I loved you with so much of myself that it hurt and now I realize that I never understood. Everything reminds me of you, songs and people on the TV. How could you leave me? Desert me like you did, was I not broken enough before you? People tell me that I deserve better, but maybe I didn't even deserve you. Maybe I deserve the pain that you left me in and maybe I deserve everything I have ever experienced.
But I loved you! I Loved You, with so much of my soul that there was none left to give anyone else. My heart lays in disrepair, shattered by the love I had for you. If love is like this, I don't want any part of it. Love is a poison. But what a beautiful way to die. I fear this love which destroyed me and now I lay here, broken and bleeding. I can take this no longer. Let me die, because this is no way to live.

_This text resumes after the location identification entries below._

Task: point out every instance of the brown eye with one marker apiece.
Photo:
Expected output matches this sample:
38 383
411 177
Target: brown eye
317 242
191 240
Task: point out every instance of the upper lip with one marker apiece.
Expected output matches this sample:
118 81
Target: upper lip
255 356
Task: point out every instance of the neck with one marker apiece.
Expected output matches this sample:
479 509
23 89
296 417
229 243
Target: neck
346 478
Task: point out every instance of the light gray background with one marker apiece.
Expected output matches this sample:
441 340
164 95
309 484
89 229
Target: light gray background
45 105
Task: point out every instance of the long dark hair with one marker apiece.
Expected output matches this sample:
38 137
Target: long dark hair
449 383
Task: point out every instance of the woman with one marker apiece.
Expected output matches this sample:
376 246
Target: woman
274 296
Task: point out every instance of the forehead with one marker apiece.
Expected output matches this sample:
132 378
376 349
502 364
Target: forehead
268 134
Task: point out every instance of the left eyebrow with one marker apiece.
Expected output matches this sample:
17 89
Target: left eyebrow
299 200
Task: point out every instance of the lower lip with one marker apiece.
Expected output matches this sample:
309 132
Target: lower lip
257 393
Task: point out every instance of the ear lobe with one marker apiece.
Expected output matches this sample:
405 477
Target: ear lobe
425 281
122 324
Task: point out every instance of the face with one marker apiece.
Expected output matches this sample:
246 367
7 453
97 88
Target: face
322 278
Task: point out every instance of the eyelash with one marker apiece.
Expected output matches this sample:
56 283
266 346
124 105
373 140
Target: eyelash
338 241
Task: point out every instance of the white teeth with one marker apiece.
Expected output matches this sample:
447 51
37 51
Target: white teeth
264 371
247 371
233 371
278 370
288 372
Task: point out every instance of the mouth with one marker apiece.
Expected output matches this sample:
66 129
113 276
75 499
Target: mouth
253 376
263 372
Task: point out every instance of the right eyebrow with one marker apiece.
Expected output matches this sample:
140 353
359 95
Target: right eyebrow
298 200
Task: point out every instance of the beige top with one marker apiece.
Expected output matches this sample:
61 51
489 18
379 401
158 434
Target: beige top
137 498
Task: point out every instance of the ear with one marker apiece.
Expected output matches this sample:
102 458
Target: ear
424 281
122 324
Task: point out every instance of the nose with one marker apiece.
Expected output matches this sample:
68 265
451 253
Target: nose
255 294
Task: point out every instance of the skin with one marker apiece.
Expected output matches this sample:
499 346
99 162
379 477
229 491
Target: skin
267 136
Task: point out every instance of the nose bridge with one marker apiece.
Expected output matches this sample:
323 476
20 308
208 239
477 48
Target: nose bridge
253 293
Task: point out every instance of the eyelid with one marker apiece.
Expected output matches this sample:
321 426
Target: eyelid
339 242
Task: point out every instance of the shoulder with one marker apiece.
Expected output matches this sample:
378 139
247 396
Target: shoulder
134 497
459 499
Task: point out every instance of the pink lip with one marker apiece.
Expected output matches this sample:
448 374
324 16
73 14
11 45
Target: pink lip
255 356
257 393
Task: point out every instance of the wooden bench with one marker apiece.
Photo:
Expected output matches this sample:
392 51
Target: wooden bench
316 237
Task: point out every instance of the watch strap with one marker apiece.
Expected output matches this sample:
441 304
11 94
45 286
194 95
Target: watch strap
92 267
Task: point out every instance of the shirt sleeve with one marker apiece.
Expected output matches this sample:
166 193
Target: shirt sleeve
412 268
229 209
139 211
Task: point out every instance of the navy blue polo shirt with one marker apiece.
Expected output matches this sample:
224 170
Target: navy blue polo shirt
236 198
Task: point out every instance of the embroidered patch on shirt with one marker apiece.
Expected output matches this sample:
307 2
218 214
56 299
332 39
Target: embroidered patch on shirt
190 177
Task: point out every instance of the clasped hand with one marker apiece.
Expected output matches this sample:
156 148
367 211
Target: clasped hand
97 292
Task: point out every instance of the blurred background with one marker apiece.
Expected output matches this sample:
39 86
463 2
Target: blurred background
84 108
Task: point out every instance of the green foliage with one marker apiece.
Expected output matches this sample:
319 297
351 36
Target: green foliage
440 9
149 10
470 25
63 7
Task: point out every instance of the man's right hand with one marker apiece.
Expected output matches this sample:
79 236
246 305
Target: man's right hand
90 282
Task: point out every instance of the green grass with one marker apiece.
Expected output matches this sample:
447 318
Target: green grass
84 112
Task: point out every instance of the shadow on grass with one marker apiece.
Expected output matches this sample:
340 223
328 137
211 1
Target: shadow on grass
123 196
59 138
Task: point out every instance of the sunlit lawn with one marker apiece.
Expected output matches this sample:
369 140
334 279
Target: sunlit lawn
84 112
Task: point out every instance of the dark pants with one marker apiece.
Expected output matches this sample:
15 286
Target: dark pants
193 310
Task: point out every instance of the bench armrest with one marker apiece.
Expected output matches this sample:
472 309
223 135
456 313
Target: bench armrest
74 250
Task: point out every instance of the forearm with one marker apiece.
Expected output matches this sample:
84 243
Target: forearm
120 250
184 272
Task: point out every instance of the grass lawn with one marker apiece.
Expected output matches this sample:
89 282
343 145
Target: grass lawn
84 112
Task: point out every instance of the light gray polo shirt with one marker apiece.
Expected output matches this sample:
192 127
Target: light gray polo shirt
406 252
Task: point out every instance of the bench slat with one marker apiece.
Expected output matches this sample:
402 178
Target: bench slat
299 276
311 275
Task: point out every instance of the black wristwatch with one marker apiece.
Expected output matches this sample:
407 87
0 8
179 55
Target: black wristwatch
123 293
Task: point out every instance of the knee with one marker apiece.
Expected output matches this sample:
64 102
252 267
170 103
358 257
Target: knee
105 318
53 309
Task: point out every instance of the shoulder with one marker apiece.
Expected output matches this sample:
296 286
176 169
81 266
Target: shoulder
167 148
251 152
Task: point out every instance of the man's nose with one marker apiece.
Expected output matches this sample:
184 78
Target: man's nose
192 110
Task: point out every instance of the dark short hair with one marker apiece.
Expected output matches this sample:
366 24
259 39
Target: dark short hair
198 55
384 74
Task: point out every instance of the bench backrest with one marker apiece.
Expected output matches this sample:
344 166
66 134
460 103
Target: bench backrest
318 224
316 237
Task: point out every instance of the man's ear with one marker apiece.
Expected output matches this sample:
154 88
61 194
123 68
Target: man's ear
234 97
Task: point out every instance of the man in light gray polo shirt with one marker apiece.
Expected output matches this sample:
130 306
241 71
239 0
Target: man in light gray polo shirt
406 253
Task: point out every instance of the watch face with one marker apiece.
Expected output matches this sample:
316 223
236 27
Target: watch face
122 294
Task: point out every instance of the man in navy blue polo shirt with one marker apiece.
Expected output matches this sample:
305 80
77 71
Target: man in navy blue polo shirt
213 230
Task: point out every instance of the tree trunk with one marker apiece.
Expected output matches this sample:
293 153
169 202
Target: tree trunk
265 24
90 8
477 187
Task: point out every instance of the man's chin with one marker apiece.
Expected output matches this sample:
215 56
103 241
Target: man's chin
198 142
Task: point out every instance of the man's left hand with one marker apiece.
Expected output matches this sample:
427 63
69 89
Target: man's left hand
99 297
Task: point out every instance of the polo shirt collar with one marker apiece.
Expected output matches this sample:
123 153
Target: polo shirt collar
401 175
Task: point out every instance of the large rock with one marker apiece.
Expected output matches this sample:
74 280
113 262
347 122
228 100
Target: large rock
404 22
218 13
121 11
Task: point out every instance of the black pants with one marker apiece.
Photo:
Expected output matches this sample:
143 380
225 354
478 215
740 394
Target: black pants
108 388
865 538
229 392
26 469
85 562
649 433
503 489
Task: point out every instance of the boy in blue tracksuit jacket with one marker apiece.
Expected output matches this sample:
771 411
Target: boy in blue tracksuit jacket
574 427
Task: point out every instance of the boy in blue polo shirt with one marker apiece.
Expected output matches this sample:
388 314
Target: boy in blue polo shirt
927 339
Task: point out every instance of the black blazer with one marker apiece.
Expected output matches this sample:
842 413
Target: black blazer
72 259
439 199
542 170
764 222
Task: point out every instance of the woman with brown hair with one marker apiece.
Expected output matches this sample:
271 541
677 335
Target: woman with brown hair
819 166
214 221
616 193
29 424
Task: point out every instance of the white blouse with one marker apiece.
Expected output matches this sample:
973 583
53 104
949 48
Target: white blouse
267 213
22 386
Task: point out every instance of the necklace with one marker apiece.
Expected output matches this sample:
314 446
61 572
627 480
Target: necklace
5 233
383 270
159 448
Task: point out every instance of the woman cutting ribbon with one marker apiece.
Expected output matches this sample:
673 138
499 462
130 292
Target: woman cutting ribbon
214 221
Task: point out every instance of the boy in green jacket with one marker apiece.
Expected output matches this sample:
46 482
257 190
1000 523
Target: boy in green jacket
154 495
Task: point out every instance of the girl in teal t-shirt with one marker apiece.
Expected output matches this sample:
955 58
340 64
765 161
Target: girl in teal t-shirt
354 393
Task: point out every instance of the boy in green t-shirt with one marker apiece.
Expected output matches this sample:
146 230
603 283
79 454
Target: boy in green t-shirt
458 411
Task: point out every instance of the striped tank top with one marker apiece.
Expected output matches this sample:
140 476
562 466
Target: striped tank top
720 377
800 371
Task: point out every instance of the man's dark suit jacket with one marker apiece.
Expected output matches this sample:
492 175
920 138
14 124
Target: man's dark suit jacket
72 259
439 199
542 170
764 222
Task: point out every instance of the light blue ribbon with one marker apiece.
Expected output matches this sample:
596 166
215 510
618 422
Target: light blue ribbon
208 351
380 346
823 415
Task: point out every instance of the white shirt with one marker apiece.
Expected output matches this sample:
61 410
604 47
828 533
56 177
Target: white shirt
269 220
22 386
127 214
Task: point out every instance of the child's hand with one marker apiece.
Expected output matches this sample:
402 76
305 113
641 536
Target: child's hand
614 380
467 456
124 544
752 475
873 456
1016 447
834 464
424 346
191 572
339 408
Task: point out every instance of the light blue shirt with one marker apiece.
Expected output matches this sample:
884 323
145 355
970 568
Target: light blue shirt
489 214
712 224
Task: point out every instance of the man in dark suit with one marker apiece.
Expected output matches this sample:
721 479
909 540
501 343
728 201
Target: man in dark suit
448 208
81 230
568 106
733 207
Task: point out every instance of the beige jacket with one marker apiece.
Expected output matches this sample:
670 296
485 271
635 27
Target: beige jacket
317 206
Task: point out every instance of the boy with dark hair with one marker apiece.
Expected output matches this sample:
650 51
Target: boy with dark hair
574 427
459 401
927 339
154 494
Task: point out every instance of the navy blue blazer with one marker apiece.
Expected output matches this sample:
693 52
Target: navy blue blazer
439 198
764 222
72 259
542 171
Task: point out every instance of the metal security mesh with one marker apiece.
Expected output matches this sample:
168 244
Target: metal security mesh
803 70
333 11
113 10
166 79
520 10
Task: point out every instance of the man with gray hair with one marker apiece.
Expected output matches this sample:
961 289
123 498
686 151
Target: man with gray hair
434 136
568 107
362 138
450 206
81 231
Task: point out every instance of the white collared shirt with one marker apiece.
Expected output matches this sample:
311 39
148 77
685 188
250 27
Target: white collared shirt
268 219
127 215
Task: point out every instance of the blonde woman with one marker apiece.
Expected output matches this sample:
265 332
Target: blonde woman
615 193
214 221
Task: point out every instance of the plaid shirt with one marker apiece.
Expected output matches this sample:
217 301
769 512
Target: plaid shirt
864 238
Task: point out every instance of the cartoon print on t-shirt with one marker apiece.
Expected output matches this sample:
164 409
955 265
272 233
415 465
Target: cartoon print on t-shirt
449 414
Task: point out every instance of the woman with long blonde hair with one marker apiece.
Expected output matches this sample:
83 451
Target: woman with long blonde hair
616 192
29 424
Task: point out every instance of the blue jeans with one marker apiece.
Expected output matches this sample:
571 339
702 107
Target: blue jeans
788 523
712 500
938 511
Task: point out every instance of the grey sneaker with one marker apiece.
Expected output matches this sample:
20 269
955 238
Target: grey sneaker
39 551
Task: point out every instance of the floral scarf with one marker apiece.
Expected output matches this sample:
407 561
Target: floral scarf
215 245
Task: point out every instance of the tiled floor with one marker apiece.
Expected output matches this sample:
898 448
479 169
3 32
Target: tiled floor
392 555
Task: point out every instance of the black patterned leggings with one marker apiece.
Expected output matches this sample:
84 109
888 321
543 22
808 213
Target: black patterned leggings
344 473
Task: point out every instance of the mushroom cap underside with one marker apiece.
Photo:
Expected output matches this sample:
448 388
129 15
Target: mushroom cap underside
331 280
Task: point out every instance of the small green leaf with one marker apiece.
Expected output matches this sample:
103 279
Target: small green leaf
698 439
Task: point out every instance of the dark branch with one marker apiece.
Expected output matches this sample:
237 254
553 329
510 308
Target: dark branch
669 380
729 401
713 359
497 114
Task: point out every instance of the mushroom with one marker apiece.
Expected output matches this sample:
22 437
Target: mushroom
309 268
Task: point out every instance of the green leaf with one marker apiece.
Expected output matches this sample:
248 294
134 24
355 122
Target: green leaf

Wednesday, October 3, 2012

Clouds

   That cloud's a semi.
That one's a trout.
And that, well, that's the dust of God's
footprints settling out.

Tuesday, October 2, 2012

Haunted

   I can hear her voice, her screams.
   My body trembles under the strain of her
pain, under the graze of her fingertips.
   She has been stolen away, a ghost, a
muse. Dark and torn she has lain in death's
mysterious pain.
   Her screams are those of one unjustly taken,
a prisoner within herself, trapped. I can see
her, she has no name, no face. But she is there all
the same.
   The whole of me trembles under her anger
and sorrow. And all she wants is for it to
end, to be peaceful once again. In her eyes
all I see is that this corpse, this ghost, is
me.

Monday, October 1, 2012

Cemeteries

  I stood at the edge of my reason, staring deep into the abyss of oblivion. It looks beautiful, the sparkle of a million stars reflected in the black mirror.
  I stood at the edge of my cemetery, blanketed in crimson leaves. I could hear the moans of a thousand dead rising on the wind that shook the trees and shook my soul.
   I stood at the edge of my life, watching it fly past on black gossamer wings, tipped in the blood of my broken soul. I could not breathe, because of the lack of air and could not see because of the lack of light. Darkness wrapped its arms about me and I was swept up in its arms.
   I stood at the edge of forever, praying that I wouldn't fall into the depths of oblivion. A girl, much like myself, stares back at me, her eyes blacker than black. I long to touch her, because she seems so much more lovely on the other side of a black mirror. I touch her face and I die a little, trying to reach her side of the glass.
   And now, I stand with her on her side and I long to return to the sun and those sparkling stars that no longer shine. Darkness is a friend, but he is never kind to those who resist. And I still hear the moan of a thousand dead riding the screams of the lonesome wind, as she whips through the naked trees of autumn.